Elige verduras frescas.
Las verduras frescas contienen más vitaminas, minerales y antioxidantes que las verduras procesadas, congeladas, mohosas, fuera de temporada o en mal estado.
Por lo tanto, al comprar verduras, dé prioridad a adquirirlas de vendedores de buena reputación que garanticen su origen; e inspeccione cuidadosamente su aspecto para asegurarse de que no tengan magulladuras, agujeros, fugas, moho, podredumbre o signos de plagas o enfermedades.
Elige una variedad de verduras.
Las verduras que combaten el cáncer tienen composiciones nutricionales y beneficios para la salud únicos. Por lo tanto, procura consumir una variedad de verduras, cambiando regularmente tu menú y variando las porciones para asegurarte de proporcionarle a tu cuerpo los nutrientes necesarios para combatir las células cancerosas.

Todas las verduras que combaten el cáncer tienen composiciones nutricionales y beneficios para la salud únicos.
Elige verduras de colores brillantes y verduras de hoja verde de color oscuro.
Las verduras de color claro (zanahorias, pimientos, calabazas, etc.) generalmente contienen más carotenoides y vitaminas A, C y E que las verduras de color oscuro.
Por otro lado, cuanto más oscuras sean las verduras de hoja verde (espinacas, col rizada, espinaca acuática, repollo morado, etc.), más nutrientes beneficiosos para los pacientes con cáncer contienen en comparación con las verduras de hoja de color claro.
Nota sobre la preparación adecuada de las verduras para ayudar a prevenir el cáncer.
Preparar adecuadamente las verduras puede ayudarte a optimizar la cantidad de nutrientes que tu cuerpo recibe de ellas.
Aquí tienes algunos consejos para preparar verduras que te ayudarán a conservar todos sus nutrientes y a potenciar su eficacia en la lucha contra el cáncer:
Lava bien las verduras.
Para eliminar el polvo, los productos químicos industriales y los desinfectantes potencialmente dañinos, lave bien las verduras con propiedades anticancerígenas antes de consumirlas. Lo ideal es comprar verduras de cultivo ecológico.
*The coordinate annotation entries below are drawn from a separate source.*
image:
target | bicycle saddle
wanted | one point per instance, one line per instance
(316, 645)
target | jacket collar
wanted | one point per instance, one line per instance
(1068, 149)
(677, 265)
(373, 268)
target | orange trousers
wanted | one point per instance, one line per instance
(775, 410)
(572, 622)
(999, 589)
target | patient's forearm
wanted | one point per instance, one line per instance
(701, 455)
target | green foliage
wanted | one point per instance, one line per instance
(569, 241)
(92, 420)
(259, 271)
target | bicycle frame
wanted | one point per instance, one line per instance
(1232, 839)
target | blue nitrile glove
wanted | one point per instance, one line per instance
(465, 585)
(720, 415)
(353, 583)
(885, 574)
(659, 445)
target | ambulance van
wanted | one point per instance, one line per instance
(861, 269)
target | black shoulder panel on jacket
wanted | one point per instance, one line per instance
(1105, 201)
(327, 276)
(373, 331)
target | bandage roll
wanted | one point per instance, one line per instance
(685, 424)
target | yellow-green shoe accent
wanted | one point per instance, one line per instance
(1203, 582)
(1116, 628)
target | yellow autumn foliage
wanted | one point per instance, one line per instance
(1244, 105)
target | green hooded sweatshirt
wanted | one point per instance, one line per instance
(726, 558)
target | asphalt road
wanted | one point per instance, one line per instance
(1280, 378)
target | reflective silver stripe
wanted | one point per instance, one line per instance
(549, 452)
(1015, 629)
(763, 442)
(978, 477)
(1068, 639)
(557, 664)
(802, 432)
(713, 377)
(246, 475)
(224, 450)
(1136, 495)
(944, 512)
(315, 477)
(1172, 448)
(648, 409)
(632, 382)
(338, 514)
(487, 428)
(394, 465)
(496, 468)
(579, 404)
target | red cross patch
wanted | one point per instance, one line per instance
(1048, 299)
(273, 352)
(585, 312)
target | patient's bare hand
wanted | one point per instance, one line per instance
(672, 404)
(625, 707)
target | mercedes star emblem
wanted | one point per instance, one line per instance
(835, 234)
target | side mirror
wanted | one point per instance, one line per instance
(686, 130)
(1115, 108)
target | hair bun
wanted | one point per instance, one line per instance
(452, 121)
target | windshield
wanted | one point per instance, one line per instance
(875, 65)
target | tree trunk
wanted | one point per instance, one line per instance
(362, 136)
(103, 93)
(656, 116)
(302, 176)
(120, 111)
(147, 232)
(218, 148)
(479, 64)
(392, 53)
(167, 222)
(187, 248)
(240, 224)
Para eliminar el humo, los productos químicos industriales y los desinfectantes potencialmente dañinos, lave bien las verduras con propiedades anticancerígenas antes de consumirlas.
Después de comprar verduras, conviene remojarlas en agua con sal o utilizar soluciones especiales para lavar verduras con el fin de eliminar las toxinas adheridas a su superficie.
Preparación adecuada
Los métodos de cocción adecuados ayudan a preservar los micronutrientes de las verduras. Prioriza la cocción al vapor, la ebullición y la cocción ligera en lugar de freír, saltear o cocinar en exceso, ya que esto puede destruir muchos de los nutrientes de las verduras.
Evite usar demasiado aceite y grasa.
Al cocinar a altas temperaturas, el uso excesivo de aceite y grasa no solo aumenta las calorías, sino que también puede generar compuestos de aminas heterocíclicas, que pueden favorecer la progresión del cáncer.
Si necesita usar aceite, debe usar aceite vegetal o aceite de pescado graso, y minimizar su consumo de aceites de cocina industriales (aceite de palma, aceite de coco y triglicéridos...).
Prioriza el uso de verduras ricas en antioxidantes como condimentos.
Dar prioridad al uso de verduras ricas en antioxidantes, como la cúrcuma, la cebolla, el ajo y el jengibre, como condimentos puede hacer que tus platos sean más apetitosos y potenciar la capacidad de tu cuerpo para combatir el cáncer.

Dar prioridad al uso de verduras ricas en antioxidantes, como la cúrcuma, la cebolla, el ajo y el jengibre, como condimentos puede hacer que tus platos sean aún más apetitosos.
Limitar el consumo de sal y azúcar.
Si bien la sal y el azúcar pueden realzar el sabor de los alimentos, no se debe consumir más de 5 g de sal y 25 g de azúcar al día para evitar aumentar el riesgo de desarrollar muchas complicaciones que pueden estimular la reaparición de células cancerosas, como la diabetes, la hipertensión y la obesidad.